The country’s high inflation, as well as an aggressive Fed’s expectations, have sent the two-year Treasury yield to its highest level since 2008 and the S&P 500 down 18.6 percent from its record set in early January. The worst pain came from high-growth technology stocks, cryptocurrencies, and others, especially the big winners in the early days of the pandemic. But losses are mounting as retailers and others are warning about upcoming profits.
A stock’s price rises and falls on two things, essentially: how much cash a company generates and how much an investor is willing to pay for it. The Fed’s moves on interest rates pretty much affect that second part.
From the start of the pandemic, record-low interest rates engineered by the Fed and other central banks helped keep investment prices high. Now the “easy mode” for investors is suddenly and forcefully shutting down.
Not only that, an overly aggressive rate hike by the Fed could eventually force the economy into recession. Higher interest rates make borrowing more expensive, depending on the spending and investment by households and companies.
One of the fears among investors is that food and fuel costs could continue to rise, regardless of how aggressively the Fed moves.
“The fact remains that the Fed has little ability to control food prices,” Rick Ridder, BlackRock’s chief investment officer for global fixed income, said in a statement. He instead pointed to supply and demand mismatch, high costs for energy and wages, and the crisis in Ukraine, a major breadbasket for the world.
This increases the risk that central banks will apply excessive brakes on the economy as they push against a string “and inevitably fall into a damaging policy mistake,” Ryder said.
The economy has already shown some mixed signs, and a report on Friday indicated consumer sentiment is getting worse than economists expected. Much of the souring in a preliminary study by the University of Michigan was due to higher gasoline prices.
This adds to a number of recent profit warnings from retailers indicating that US shoppers are slowing down or at least changing their spending due to inflation. This kind of spending is the heart of the American economy.
The two-year Treasury yield jumped to 3.02 percent after reporting inflation from 2.83 percent late Thursday, a big move for the bond market. During the day, it touched its highest level since the presidency of George W. Bush, according to Tradeweb data.
The 10-year yield was also up, but not as dramatically as the two-year yield, which is more influenced by expectations from Fed movements. The 10-year yield rose to 3.15 per cent from 3.04 per cent and touched its highest level since 2018.
News wrap: Treasury Secretary Janet Yellen says inflation will remain high
The difference between those two yields is a sign that investors in the bond market are more concerned about economic growth. Typically, the wider the gap, the higher the 10-year yields because they require investors to hold their dollars longer.
A jump above the 10-year yield for the two-year yield would be a sign to some investors that a recession may be on the way in a year or two.
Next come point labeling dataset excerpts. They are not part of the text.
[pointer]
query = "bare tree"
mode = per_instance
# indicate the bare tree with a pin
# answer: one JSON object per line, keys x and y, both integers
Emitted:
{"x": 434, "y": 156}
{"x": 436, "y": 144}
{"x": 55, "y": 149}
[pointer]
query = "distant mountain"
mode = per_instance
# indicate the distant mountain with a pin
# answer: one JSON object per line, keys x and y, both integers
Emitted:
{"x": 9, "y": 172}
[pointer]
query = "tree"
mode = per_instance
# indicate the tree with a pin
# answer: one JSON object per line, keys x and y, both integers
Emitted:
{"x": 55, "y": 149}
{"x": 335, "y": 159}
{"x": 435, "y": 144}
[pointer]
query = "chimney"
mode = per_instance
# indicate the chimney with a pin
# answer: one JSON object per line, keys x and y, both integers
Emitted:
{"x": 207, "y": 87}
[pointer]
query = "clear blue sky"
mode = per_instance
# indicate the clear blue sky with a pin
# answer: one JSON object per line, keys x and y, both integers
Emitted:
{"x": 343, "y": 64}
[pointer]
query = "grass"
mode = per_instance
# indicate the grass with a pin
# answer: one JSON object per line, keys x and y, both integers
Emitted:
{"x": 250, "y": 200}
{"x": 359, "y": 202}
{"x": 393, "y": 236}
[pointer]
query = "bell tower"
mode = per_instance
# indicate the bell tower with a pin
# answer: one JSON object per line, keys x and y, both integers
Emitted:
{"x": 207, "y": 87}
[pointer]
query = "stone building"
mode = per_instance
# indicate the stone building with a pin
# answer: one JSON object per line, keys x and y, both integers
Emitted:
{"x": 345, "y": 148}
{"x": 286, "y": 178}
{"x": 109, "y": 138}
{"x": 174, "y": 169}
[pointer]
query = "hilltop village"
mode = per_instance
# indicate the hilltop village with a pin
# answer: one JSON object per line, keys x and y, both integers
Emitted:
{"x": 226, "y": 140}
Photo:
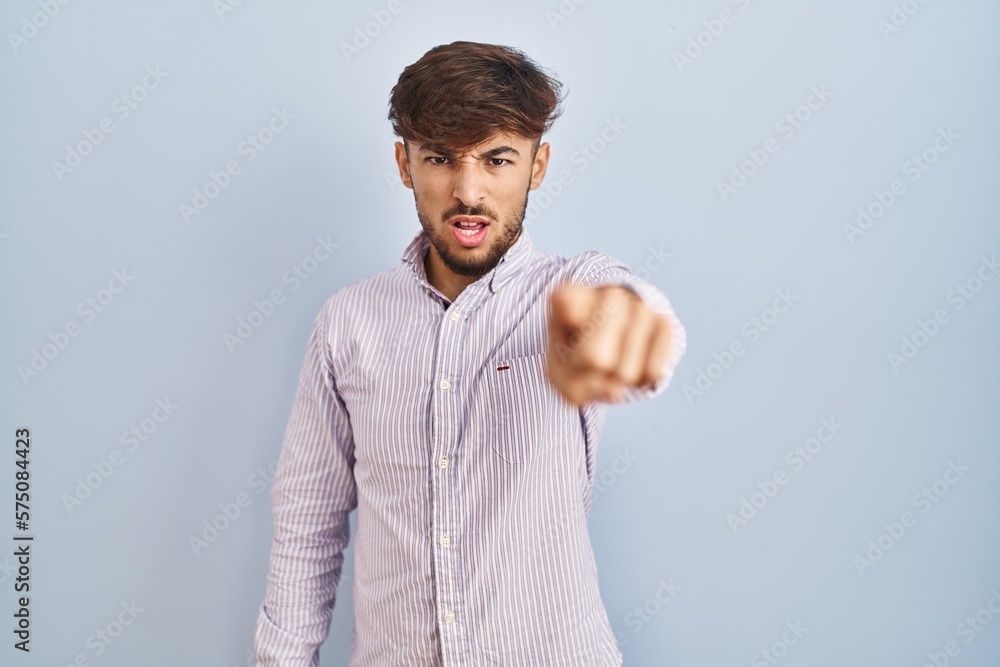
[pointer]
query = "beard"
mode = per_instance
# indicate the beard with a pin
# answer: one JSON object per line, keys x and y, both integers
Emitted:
{"x": 502, "y": 235}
“The market is somewhat of this no-man’s land, where you don’t really have a good sure sign that says get creative and buy the market, but you don’t have concrete information about a bearish downturn that’s in order.” More likely to be more defensive,” said Jason Pride, chief investment officer for Private Wealth at Glenmead.
Friday’s losses were broader for the S&P 500, with more than 90 percent of the shares in the index falling.
Big Tech stocks were some of the heaviest weights amid widespread losses for the biggest winners of the pre-ultralow-rate era. Apple fell 3.4 percent, Amazon fell 5.6 percent and Nvidia fell 5.2 percent.
Companies that rely on strong spending from consumers were also particularly vulnerable after a reading on consumer sentiment. Caesars Entertainment fell 9.6 percent, and cruise operator Royal Caribbean fell 7.2 percent.
Stocks in Europe fell for a second day after the European Central Bank raised interest rates for the first time in more than a decade to combat inflation.
Associated Press Business Writer Elaine Kurtenbach contributed.